Solusi kesemrawutan izin konser, lanjut Terry, ada di tangan pemerintah. Industri musik lagi berkembang, harus didukung otoritas pusat.
“PR pemerintah, buat lah Undang-Undang gimana musisi dunia gelar konser di sini. Kayak datangkan artis, hingga hal pendukung. Ajak promotor, musisi, manajemen artis berunding. Pokoknya cari kesepakatan. Indonesia negara musyawarah mufakat, semua harus dimediasi, tentu tak kesampingkan request si artis,” saran Terry.
Diingatkan lagi, batalnya Gaga ke Indonesia berefek dahsyat.
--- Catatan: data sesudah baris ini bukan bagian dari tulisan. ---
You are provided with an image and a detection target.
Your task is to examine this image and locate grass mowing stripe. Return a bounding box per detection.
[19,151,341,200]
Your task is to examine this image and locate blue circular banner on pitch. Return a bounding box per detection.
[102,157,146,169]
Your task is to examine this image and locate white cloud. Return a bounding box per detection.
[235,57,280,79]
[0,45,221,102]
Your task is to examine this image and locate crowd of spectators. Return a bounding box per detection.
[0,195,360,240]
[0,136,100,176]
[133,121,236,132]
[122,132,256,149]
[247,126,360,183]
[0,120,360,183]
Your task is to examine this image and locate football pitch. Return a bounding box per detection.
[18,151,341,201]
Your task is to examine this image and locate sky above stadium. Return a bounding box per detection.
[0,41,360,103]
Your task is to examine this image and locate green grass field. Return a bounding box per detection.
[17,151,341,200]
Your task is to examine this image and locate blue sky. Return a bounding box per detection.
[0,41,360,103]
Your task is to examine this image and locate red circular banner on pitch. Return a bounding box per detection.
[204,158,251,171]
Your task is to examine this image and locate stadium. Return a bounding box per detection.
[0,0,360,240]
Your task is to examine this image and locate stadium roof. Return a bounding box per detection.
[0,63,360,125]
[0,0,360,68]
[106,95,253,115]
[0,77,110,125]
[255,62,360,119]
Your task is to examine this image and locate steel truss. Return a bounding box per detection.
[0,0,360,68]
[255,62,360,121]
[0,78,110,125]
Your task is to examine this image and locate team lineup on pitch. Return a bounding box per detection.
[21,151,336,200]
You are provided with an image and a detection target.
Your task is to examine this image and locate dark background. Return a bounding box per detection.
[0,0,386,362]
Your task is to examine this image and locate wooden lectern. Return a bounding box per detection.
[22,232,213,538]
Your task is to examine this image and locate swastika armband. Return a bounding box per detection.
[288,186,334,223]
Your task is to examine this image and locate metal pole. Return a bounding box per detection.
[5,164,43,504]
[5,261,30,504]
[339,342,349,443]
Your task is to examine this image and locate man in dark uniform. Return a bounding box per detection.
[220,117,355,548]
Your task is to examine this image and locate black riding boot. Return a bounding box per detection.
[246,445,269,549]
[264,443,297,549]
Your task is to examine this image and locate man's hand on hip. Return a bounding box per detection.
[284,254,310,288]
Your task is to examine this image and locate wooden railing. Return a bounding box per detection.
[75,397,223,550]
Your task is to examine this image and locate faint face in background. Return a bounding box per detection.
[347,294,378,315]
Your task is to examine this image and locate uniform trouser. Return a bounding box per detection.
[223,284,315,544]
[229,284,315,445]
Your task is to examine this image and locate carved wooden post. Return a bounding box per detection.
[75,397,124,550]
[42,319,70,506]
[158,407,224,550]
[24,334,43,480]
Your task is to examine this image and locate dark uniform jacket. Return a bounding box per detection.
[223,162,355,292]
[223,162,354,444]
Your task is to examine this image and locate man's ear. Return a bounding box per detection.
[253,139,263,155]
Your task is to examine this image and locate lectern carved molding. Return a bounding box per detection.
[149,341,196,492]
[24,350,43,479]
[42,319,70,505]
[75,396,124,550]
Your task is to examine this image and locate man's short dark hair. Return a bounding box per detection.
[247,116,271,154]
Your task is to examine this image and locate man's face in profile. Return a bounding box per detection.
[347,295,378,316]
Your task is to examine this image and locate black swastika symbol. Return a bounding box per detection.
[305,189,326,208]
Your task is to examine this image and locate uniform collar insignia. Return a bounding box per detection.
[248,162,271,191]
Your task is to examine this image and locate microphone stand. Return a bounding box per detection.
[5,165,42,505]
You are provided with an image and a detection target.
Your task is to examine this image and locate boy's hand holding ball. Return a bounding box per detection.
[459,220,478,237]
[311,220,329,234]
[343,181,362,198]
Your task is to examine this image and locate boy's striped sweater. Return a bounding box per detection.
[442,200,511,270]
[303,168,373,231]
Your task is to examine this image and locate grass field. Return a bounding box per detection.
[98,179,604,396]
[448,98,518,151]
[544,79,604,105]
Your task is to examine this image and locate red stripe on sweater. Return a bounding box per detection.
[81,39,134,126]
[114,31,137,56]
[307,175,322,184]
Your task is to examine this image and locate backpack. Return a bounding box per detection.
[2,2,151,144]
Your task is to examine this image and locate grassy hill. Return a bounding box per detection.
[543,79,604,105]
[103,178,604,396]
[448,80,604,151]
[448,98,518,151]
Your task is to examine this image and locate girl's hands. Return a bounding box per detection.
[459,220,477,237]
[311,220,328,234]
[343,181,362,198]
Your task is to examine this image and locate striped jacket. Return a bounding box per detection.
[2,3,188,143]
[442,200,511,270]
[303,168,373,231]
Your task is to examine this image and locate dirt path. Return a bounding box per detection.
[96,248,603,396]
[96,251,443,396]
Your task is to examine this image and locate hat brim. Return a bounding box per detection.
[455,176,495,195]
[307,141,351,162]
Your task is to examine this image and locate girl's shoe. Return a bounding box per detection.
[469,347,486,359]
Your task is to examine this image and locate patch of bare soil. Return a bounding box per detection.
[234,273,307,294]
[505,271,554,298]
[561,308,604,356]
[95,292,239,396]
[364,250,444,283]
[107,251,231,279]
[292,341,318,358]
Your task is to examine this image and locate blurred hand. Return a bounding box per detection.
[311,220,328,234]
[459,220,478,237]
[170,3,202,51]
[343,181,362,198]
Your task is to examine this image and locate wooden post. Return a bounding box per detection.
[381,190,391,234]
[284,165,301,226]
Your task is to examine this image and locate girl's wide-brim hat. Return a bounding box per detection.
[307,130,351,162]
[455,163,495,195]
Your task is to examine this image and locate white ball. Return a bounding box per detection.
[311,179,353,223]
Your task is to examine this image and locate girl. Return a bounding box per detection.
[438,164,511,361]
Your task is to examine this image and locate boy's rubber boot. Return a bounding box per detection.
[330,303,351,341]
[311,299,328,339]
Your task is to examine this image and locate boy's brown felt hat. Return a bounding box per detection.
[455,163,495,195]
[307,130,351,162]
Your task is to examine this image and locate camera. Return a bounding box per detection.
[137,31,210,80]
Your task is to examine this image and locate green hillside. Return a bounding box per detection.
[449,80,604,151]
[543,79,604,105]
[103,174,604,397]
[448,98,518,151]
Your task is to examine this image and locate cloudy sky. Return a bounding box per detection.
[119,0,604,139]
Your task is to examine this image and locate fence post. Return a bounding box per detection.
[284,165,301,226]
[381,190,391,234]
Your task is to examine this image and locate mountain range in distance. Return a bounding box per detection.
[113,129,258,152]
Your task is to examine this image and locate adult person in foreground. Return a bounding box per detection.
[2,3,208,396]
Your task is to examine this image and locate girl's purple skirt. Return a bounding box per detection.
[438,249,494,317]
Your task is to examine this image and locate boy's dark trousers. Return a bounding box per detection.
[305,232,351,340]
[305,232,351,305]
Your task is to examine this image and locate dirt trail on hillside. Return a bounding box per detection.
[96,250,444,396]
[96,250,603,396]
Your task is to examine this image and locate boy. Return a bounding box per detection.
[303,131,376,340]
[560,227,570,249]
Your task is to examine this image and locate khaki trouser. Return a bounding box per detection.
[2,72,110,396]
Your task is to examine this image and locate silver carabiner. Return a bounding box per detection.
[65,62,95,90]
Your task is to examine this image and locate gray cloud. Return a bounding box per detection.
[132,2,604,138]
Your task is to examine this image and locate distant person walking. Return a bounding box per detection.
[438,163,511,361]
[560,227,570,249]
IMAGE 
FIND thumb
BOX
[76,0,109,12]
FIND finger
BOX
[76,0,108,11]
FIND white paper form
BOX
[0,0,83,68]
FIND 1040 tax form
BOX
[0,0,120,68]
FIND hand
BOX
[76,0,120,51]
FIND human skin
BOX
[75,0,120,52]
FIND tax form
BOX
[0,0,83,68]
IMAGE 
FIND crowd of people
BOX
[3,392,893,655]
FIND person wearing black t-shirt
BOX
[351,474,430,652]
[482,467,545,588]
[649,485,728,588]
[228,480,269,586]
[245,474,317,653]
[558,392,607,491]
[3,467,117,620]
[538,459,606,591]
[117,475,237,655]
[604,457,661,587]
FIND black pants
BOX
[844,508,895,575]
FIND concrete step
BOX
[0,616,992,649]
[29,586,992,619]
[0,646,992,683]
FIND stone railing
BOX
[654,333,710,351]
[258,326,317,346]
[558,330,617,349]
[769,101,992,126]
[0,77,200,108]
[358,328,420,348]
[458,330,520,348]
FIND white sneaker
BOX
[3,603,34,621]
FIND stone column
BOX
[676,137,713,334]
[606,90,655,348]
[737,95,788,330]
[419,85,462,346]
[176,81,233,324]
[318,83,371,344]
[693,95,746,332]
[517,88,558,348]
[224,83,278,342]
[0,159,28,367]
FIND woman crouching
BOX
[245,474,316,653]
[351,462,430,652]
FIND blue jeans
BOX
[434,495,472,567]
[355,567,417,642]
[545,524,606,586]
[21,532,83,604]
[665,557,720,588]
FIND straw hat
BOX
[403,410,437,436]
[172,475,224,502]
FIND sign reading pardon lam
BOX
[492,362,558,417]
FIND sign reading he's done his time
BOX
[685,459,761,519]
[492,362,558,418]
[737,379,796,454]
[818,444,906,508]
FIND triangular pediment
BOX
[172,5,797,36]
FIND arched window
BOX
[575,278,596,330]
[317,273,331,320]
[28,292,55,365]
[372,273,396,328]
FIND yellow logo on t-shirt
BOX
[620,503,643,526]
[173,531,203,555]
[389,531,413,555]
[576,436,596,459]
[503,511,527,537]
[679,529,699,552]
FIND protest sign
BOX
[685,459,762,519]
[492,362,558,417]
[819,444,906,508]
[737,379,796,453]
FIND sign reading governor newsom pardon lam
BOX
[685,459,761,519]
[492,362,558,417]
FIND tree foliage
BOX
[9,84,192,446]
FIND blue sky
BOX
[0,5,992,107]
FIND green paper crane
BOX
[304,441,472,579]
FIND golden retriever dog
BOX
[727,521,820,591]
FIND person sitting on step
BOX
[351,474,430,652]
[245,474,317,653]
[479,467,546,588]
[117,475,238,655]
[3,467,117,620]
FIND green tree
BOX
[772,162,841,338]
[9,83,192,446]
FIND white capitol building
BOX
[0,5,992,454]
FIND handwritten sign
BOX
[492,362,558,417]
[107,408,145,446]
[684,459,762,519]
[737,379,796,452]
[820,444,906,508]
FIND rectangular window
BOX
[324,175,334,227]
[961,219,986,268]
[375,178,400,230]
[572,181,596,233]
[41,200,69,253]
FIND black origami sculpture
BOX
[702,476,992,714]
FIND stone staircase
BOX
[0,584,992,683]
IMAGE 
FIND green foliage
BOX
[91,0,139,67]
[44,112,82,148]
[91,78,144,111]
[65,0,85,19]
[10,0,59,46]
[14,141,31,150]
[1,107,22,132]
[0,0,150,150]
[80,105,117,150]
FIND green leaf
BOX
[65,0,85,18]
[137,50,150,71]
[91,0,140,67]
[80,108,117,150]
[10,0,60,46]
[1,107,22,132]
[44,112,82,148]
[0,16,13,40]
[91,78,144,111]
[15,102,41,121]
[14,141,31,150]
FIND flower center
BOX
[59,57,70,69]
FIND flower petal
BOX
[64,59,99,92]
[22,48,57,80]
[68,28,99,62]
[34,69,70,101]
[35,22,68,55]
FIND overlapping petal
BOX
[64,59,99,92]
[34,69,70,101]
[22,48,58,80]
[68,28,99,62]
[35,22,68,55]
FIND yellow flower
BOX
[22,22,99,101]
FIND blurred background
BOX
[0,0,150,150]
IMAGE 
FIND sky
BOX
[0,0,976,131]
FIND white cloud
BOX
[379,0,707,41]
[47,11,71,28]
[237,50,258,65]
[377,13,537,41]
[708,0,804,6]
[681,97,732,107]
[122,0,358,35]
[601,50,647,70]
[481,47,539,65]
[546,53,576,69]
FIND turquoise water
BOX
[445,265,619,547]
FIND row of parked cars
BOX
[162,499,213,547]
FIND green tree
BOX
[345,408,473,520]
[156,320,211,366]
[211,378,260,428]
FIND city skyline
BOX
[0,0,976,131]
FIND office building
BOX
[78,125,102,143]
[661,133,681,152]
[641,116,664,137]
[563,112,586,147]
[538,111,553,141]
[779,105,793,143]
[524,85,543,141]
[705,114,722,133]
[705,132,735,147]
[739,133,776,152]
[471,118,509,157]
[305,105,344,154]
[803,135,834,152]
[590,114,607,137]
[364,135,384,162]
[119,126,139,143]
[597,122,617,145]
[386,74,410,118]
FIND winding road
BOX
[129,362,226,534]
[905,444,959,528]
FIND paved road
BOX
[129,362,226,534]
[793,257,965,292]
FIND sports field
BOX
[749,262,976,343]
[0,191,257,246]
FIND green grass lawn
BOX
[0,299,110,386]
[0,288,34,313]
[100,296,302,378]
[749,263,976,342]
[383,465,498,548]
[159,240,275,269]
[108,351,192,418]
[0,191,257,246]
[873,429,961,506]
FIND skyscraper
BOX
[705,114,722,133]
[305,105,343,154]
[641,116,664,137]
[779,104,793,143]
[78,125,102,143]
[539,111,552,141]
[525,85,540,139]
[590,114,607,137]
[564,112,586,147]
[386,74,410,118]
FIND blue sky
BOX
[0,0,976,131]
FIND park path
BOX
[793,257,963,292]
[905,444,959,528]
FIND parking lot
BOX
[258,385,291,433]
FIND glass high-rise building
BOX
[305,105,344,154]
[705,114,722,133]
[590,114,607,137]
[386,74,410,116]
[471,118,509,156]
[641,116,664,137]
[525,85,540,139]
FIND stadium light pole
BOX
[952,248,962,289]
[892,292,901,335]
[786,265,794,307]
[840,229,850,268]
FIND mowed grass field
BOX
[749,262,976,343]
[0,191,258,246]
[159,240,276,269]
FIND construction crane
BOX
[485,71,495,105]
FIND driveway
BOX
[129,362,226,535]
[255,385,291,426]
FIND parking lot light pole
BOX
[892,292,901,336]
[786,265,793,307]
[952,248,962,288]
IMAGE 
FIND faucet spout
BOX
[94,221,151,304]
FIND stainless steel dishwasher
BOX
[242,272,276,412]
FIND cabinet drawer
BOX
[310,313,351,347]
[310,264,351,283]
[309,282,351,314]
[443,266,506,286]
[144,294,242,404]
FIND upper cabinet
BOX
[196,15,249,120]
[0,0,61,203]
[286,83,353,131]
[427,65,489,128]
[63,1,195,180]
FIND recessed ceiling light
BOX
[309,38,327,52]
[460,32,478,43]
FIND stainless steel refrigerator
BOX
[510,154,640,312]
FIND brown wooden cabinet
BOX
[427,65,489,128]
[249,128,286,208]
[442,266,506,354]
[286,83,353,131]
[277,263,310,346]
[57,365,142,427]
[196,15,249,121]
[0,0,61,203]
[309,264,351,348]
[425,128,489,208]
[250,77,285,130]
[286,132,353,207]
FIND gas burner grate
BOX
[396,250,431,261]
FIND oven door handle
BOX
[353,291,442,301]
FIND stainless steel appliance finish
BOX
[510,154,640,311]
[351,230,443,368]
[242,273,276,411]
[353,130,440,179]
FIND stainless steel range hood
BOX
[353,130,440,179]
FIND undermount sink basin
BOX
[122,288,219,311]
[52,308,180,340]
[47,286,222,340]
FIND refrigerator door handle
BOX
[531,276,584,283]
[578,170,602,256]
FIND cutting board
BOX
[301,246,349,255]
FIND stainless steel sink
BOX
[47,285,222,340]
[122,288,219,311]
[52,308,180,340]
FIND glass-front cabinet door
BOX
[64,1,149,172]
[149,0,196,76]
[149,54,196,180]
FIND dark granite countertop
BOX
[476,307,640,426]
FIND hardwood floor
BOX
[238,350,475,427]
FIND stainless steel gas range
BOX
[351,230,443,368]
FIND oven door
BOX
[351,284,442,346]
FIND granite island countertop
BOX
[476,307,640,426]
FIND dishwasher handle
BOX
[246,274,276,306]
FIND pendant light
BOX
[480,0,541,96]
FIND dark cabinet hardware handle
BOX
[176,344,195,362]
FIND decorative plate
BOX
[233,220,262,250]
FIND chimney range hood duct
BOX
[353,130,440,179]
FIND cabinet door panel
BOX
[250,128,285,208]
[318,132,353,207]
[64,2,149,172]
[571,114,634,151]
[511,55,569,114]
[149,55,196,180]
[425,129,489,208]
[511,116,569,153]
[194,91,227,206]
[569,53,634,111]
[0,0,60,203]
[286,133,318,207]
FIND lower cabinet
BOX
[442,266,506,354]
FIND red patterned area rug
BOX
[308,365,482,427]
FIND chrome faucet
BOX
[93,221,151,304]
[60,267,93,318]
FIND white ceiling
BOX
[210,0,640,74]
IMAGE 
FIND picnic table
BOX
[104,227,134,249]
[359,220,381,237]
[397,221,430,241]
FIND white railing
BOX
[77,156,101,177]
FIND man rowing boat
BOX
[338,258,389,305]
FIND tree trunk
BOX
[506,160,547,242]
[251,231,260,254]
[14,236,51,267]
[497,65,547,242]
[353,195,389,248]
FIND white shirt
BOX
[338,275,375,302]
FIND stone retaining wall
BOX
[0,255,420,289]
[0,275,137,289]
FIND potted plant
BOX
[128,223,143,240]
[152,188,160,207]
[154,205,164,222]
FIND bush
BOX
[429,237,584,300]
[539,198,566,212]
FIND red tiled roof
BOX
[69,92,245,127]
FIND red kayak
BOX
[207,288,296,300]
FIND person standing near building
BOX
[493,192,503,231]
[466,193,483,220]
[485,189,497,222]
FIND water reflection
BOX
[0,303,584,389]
Apalagi penolakan diwarnai tekanan ormas dan lembaga lain yang dinilai diskriminatif.
“Gampang bilang Gaga penyembah setan. Kita nggak tau gimana dia. Bila sudah gagal, promosi kita nggak bisa gelar konser artis sefenomenal dia,” tuturnya.
Baginya, stigma penyembah setan tak hanya Gaga. Ada Beyonce, dan Marilyn Manson. (ins/jpnn)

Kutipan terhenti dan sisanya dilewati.